Montimont, le camp de la Misère
Après avoir passé la nuit à Bellevue, l’Empereur prisonnier partit le 3 septembre pour l’Allemagne escorté de hussards allemands qui lui firent contourner Sedan. Il était en effet impossible de traverser la ville qui offrait un spectacle dantesque : elle était encombrée d’un amoncellement inextricable de canons, de voitures, d’armes, de chevaux et de harnachements et la puanteur était devenue intenable à cause des déjections, du fourrage fermenté et des carcasses de chevaux dépecés par des hommes affamés.
On mit plusieurs jours à enlever les cadavres sur le champ de bataille et à ramasser d’innombrables armes et débris de toutes sortes. La presqu’île d’Iges, dont le canal de Villette avait fait une île, offrait également une vision d’horreur qui lui valut l’appellation de « Camp de la Misère » : 83 000 hommes et 20 000 chevaux étaient entassés sur 400 hectares dans la boue, affamés, sans couverture, au bout de leurs forces !
Beaucoup moururent et, en sortant de cet enfer quelques jours plus tard, les survivants furent emmenés en captivité en Allemagne.
Sachant que tout était perdu, Napoléon III, épuisé et sans espoir avait, le 1er septembre, cherché à mourir au milieu de ses soldats, mais, deux jours plus tard, empereur déchu, les aperçut-il dans la détresse la plus cruelle, lorsqu’il longeait la Meuse à Montimont ?
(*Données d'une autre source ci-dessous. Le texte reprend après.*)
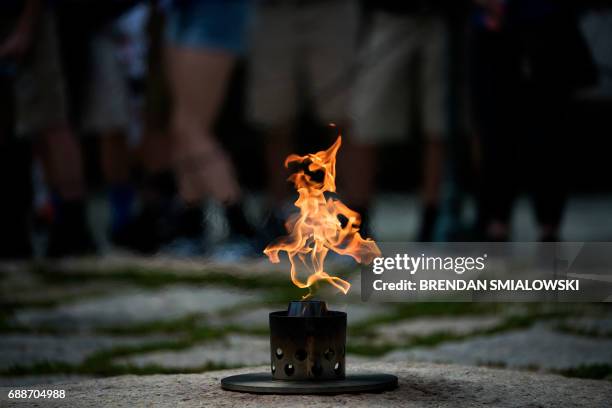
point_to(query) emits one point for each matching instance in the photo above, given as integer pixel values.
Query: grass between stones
(362, 344)
(192, 330)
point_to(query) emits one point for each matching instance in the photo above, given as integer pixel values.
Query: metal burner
(307, 351)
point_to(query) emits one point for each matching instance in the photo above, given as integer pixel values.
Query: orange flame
(323, 223)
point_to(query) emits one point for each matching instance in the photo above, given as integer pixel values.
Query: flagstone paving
(401, 331)
(536, 348)
(420, 385)
(29, 349)
(132, 307)
(97, 318)
(234, 351)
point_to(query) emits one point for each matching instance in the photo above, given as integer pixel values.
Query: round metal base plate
(264, 383)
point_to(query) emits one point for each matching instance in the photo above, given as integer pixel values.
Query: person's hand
(15, 45)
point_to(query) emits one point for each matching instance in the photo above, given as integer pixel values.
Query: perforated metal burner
(307, 352)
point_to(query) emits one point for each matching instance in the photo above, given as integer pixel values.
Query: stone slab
(136, 306)
(537, 347)
(420, 385)
(29, 349)
(406, 329)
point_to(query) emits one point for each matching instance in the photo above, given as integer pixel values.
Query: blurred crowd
(148, 82)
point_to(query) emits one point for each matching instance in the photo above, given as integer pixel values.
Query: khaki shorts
(301, 51)
(107, 105)
(384, 90)
(40, 86)
(40, 90)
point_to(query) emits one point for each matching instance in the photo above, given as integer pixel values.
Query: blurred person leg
(273, 99)
(550, 42)
(41, 103)
(203, 42)
(106, 116)
(301, 56)
(496, 88)
(380, 102)
(329, 75)
(434, 90)
(16, 181)
(382, 99)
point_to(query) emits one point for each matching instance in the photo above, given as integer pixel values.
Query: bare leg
(358, 163)
(198, 81)
(115, 157)
(63, 162)
(278, 147)
(432, 173)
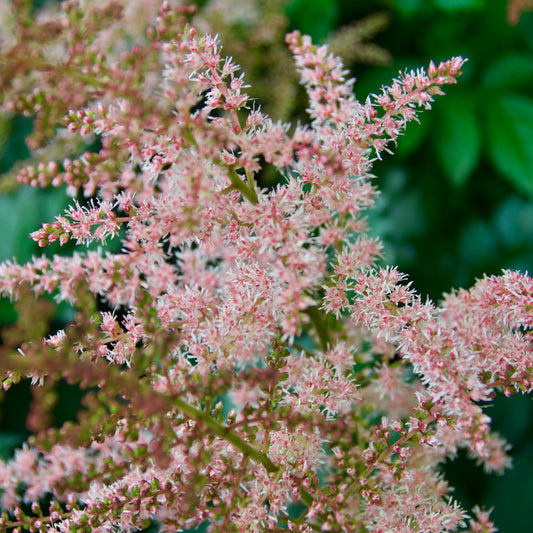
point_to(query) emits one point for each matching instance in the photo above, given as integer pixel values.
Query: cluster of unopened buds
(247, 364)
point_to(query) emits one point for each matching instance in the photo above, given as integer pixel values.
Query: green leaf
(23, 211)
(510, 138)
(457, 139)
(459, 5)
(5, 130)
(510, 72)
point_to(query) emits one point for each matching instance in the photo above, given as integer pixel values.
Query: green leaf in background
(5, 131)
(510, 138)
(23, 211)
(408, 7)
(317, 18)
(459, 5)
(415, 133)
(457, 139)
(8, 442)
(510, 72)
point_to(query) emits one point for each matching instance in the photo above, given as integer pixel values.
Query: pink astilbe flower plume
(236, 346)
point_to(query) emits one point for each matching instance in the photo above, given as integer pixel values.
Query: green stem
(320, 325)
(226, 434)
(241, 186)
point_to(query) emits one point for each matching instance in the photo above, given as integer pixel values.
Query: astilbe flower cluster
(246, 362)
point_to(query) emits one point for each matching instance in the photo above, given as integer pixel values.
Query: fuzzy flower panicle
(245, 364)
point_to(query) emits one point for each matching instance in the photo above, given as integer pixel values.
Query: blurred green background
(457, 198)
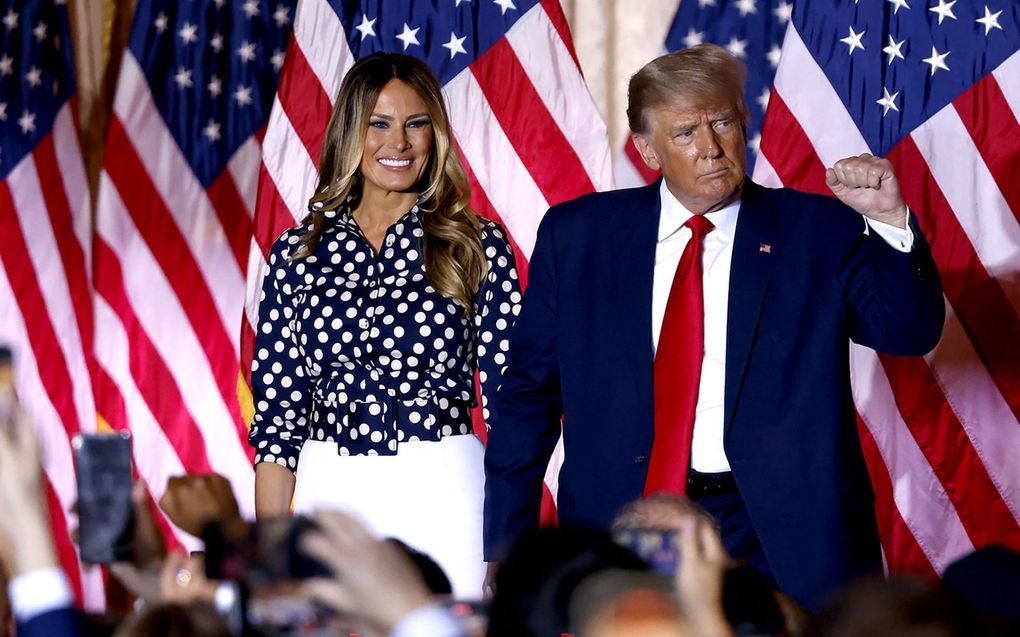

Le 3 septembre, il pleuvait pendant que l’escorte du prisonnier impérial chevauchait vers la Belgique par Saint- Menges, Illy et la Chapelle. Arrivé à Bouillon dans l’après-midi, il visita des blessés français à l’ambulance du Château fort avant de passer la nuit à l’Hôtel de la Poste dans une chambre qui surplombe la Semois et que l’on peut encore visiter. Ses gardes le conduisirent le lendemain à Libramont où il prit le train pour Kassel : à quelques kilomètres de là, il fut interné au château de Wilhelmshöhe jusqu’au traité de Francfort (10 mai 1871). Moins de trois ans après la débâcle de Sedan, il s’éteignait en Angleterre où il s’était retiré en exil.